Bingöl halk inançlarından yapılmış bu tespitlerin büyük çoğunluğu Anadolu genelinde yaşayan inançlardır. Karatavuk bilhassa büyücülükte ve falcılıkta geçmektedir. Bitlis yöresinde ilkbaharla kümeslere ocak külü konulması halinde yumurtlamayı artıracağına inanılır. Tavuğun horoz gibi ötmesi ve köpeğin kurt gibi uluması baykuşun ötmesinin uğursuzluğu inancı hayli yaygındır. Karga öttüğü zaman hayır haber dilemek yanılmıyorsak bizim için yenidir. Halk inançlarımızda ak hayırı müjdeyi, kara ise, şerri kederi temsil ederler. Bingöl’den yapılmış bu tesbitlerle geliştirmeğe çalıştığımız Türk halk kültüründe hayvanlarla İlgili İnançlar çalışmamız zenginleşmiş olmaktadır.

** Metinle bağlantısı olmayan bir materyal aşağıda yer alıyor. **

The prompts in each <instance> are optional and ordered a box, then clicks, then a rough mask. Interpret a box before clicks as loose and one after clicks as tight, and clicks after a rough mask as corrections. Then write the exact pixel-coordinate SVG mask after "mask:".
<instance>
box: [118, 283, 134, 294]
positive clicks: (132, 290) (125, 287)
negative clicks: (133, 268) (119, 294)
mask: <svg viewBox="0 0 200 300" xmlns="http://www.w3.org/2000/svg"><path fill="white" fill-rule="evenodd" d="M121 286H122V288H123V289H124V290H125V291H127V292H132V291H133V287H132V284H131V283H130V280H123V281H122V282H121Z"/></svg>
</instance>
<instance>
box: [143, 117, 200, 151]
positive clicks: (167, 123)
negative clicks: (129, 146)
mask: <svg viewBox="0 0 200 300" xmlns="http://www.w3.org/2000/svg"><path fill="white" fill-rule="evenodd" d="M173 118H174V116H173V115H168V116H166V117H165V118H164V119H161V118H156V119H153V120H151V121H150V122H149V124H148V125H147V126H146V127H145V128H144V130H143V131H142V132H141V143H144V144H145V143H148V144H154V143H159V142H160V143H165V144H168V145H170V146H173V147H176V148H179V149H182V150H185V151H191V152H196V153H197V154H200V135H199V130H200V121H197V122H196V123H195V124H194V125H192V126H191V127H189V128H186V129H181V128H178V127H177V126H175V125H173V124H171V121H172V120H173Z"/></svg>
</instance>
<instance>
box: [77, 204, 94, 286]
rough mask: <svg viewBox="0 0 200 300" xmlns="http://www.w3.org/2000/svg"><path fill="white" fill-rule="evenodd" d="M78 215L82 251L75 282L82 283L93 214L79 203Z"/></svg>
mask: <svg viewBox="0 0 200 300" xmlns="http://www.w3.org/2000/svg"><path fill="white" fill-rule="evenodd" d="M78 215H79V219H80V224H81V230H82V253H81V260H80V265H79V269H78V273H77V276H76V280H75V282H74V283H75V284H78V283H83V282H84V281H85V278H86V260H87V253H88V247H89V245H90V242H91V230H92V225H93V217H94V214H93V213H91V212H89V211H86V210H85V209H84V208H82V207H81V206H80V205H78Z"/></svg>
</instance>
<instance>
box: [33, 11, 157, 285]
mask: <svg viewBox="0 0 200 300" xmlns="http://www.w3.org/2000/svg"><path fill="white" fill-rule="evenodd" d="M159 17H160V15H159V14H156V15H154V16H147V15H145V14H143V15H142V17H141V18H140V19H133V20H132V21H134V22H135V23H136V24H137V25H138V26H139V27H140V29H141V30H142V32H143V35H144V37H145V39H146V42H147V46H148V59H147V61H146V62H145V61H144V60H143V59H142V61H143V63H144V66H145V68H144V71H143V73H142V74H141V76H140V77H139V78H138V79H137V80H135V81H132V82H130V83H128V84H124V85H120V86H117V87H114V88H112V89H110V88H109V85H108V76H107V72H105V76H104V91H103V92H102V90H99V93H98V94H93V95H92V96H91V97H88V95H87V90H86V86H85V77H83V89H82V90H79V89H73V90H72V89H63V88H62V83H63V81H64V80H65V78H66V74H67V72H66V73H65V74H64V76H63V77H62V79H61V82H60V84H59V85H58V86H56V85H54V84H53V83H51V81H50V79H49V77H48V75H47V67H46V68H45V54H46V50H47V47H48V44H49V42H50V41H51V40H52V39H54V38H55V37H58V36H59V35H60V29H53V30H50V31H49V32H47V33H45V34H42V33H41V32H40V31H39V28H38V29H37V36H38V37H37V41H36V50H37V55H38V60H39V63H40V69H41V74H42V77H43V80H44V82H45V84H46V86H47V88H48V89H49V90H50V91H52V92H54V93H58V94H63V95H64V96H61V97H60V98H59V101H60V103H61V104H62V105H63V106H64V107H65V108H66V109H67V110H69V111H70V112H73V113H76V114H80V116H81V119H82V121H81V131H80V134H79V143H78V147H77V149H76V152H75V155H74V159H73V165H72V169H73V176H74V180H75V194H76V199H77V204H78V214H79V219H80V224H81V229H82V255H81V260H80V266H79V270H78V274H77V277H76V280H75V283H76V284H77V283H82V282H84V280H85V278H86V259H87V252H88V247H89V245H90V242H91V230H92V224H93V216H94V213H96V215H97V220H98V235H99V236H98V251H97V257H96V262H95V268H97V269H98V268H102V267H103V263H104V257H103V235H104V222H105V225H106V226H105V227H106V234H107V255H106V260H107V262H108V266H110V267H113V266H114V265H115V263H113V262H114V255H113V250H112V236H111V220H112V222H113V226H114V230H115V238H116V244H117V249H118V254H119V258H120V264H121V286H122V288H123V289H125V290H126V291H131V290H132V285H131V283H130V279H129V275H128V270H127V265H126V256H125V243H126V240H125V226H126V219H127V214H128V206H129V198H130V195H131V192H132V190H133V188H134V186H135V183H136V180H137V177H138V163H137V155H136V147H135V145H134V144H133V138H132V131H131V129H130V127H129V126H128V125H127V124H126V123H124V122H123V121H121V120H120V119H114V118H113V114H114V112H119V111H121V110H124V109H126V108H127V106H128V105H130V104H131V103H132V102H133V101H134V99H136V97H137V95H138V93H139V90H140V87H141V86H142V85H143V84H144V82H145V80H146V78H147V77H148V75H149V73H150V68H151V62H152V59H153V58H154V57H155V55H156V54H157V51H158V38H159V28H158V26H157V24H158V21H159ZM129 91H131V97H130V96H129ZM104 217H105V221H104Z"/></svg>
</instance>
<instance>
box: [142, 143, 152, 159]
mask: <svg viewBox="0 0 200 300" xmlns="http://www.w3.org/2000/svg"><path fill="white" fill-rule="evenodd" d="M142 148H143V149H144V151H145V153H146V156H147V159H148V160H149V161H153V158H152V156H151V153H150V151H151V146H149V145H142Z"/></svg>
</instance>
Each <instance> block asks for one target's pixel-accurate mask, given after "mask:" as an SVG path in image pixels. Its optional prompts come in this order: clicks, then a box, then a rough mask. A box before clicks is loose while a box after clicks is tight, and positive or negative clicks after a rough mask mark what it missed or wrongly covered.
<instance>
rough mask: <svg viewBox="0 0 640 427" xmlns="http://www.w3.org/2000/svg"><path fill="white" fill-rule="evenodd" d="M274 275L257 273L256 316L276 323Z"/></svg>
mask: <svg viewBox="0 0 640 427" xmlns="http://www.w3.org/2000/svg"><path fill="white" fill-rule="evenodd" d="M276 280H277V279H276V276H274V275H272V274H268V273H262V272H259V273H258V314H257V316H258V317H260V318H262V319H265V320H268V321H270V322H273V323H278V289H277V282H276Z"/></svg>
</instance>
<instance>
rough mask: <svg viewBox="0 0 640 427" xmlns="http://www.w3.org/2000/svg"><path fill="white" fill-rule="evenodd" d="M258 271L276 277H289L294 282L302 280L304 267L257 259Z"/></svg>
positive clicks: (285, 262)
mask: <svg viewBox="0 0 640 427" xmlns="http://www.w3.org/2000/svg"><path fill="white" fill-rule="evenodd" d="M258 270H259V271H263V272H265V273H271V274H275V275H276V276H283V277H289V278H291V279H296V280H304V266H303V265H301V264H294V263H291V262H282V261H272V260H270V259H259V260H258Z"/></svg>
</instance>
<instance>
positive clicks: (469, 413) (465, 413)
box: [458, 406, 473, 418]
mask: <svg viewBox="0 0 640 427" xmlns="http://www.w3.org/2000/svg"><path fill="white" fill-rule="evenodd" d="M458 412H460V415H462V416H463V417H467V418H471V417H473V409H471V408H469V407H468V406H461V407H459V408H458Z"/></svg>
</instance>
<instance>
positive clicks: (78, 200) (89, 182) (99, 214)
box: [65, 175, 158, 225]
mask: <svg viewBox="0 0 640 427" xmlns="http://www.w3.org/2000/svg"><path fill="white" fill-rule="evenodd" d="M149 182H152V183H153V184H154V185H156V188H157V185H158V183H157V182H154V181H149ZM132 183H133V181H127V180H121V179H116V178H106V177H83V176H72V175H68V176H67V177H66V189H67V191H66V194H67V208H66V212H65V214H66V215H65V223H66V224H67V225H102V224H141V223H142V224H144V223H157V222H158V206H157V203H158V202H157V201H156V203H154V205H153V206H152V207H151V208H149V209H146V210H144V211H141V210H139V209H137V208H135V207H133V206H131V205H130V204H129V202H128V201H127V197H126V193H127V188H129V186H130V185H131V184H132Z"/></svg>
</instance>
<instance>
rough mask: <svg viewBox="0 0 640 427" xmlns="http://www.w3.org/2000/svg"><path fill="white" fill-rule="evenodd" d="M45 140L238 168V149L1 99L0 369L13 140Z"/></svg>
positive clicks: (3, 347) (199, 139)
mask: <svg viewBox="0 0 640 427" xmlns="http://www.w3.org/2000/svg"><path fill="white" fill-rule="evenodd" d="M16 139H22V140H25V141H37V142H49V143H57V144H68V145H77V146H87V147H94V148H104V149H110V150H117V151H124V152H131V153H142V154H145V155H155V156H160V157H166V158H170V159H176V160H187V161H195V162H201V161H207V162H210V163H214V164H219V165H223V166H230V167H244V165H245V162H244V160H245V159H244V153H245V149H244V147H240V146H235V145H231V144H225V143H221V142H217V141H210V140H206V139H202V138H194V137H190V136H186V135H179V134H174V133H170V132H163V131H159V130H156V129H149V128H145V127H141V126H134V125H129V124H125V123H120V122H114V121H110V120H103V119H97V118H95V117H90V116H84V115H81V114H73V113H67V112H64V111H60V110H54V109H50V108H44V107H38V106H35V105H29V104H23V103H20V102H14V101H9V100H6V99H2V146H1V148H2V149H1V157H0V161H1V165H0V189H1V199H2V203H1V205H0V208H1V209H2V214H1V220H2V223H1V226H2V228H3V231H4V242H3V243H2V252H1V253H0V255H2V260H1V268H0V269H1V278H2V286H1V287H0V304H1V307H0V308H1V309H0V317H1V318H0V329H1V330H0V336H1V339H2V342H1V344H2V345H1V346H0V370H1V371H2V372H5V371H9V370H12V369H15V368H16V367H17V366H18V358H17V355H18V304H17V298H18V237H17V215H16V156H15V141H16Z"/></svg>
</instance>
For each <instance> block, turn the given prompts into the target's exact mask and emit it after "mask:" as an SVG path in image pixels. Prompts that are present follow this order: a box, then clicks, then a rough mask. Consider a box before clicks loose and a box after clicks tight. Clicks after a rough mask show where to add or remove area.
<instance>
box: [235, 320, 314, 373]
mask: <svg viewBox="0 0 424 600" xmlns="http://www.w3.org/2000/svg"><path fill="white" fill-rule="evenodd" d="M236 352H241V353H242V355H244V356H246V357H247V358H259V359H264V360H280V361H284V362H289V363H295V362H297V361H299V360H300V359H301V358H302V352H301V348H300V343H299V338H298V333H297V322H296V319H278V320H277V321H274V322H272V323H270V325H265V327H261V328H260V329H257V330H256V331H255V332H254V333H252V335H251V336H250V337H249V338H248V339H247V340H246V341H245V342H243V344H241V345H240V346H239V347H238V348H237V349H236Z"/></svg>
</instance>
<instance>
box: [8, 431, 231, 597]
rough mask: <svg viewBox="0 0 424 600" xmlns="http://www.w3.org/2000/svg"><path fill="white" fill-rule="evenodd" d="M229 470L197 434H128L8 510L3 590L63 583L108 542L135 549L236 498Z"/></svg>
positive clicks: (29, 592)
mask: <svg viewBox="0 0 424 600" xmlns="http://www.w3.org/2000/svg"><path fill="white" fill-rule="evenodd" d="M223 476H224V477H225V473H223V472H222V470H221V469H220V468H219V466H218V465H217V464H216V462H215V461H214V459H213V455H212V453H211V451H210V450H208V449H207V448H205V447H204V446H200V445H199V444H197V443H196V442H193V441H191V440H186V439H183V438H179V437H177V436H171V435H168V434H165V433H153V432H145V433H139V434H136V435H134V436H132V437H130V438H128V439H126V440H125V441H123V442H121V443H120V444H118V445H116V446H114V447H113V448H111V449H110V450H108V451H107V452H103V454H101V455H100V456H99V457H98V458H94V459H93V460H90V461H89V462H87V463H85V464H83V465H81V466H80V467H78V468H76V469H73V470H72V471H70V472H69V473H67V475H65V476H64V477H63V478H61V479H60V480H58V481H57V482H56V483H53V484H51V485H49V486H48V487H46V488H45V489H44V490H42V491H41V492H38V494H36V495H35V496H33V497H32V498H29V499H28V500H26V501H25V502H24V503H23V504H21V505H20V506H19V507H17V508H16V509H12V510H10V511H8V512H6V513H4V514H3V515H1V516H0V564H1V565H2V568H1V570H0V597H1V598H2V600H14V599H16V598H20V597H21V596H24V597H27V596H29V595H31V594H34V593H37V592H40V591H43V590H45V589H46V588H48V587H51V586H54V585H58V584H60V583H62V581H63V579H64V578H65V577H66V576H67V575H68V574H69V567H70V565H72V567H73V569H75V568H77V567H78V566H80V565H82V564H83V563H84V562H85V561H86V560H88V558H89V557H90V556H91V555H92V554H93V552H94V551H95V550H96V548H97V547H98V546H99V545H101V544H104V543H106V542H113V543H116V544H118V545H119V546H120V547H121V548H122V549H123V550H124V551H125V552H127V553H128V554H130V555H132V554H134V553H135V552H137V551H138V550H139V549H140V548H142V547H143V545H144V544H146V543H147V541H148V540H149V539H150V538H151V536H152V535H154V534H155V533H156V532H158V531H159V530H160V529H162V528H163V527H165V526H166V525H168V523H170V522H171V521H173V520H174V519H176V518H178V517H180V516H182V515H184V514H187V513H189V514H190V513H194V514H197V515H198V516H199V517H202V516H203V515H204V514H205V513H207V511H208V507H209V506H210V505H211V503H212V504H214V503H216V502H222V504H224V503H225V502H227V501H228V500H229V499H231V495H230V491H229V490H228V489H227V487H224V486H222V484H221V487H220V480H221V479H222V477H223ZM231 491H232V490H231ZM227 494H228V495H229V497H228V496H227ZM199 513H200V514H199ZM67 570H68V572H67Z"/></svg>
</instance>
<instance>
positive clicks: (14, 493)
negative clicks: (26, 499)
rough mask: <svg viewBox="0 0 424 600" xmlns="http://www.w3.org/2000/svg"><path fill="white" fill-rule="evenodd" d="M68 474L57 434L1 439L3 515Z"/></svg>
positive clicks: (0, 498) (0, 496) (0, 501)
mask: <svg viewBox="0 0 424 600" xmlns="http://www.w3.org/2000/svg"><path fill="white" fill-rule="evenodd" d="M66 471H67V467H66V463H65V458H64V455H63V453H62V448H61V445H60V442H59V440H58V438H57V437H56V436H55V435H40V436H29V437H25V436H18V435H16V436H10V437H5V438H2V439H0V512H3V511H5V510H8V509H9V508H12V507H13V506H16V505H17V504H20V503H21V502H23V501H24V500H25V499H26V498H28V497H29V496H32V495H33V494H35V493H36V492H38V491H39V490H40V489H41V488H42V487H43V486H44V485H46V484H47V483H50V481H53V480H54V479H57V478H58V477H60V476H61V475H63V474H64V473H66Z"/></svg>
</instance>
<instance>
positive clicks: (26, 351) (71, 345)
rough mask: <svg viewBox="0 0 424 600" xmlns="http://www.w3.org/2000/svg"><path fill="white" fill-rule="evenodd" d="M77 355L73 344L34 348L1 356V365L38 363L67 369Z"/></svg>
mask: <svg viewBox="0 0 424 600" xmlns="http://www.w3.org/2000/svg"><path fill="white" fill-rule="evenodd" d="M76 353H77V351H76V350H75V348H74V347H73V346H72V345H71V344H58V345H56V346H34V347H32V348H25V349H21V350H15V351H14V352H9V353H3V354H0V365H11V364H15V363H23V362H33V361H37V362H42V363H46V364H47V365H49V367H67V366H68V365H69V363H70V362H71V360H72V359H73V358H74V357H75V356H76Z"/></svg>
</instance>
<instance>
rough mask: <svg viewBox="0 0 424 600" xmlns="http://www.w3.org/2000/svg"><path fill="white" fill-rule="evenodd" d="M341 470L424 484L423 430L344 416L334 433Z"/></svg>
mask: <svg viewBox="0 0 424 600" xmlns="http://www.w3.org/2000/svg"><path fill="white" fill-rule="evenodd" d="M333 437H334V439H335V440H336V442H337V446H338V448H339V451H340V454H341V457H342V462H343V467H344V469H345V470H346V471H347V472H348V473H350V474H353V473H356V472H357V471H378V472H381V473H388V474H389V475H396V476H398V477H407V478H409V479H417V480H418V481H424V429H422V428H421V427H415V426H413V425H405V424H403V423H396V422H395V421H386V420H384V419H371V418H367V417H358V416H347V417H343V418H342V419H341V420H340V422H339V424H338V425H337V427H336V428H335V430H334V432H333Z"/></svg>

Bingöl mevlitlerinin okunuş sebepleri, yerleri ve şekilleri pek farklılık göstermezler Mevlidin Kürtçe ve Zazaca okunduğuna rastlanılabiliyordu. Bingöl’de yazarın tespitine göre Türkçe okunmamaktadır. Bu görüşte olmayan araştırmacılar da vardır. Anadolu genelinde mevlitlerde hocanın önüne tuz konulur. Bu tuz “okunmuş tuz” olarak itibarla saklanır. Keza su da konulur böylece o da okunmuş olur. Şerbet de dağıtılır. Bingöl’de ise bu uygulamalar şerbet gibi tuz ve ekmek de teberruken dağıtılmaktadır. Tuz ekmek hakkı Türk kültürlü coğrafyada bilinirken bilhassa Özbekistan, Karakalpakistan, Başkurdistan, Tataristan’ta itibarlı misafirler evin ve köyün eşiğinde ekmek ve tuz ile karşılanır.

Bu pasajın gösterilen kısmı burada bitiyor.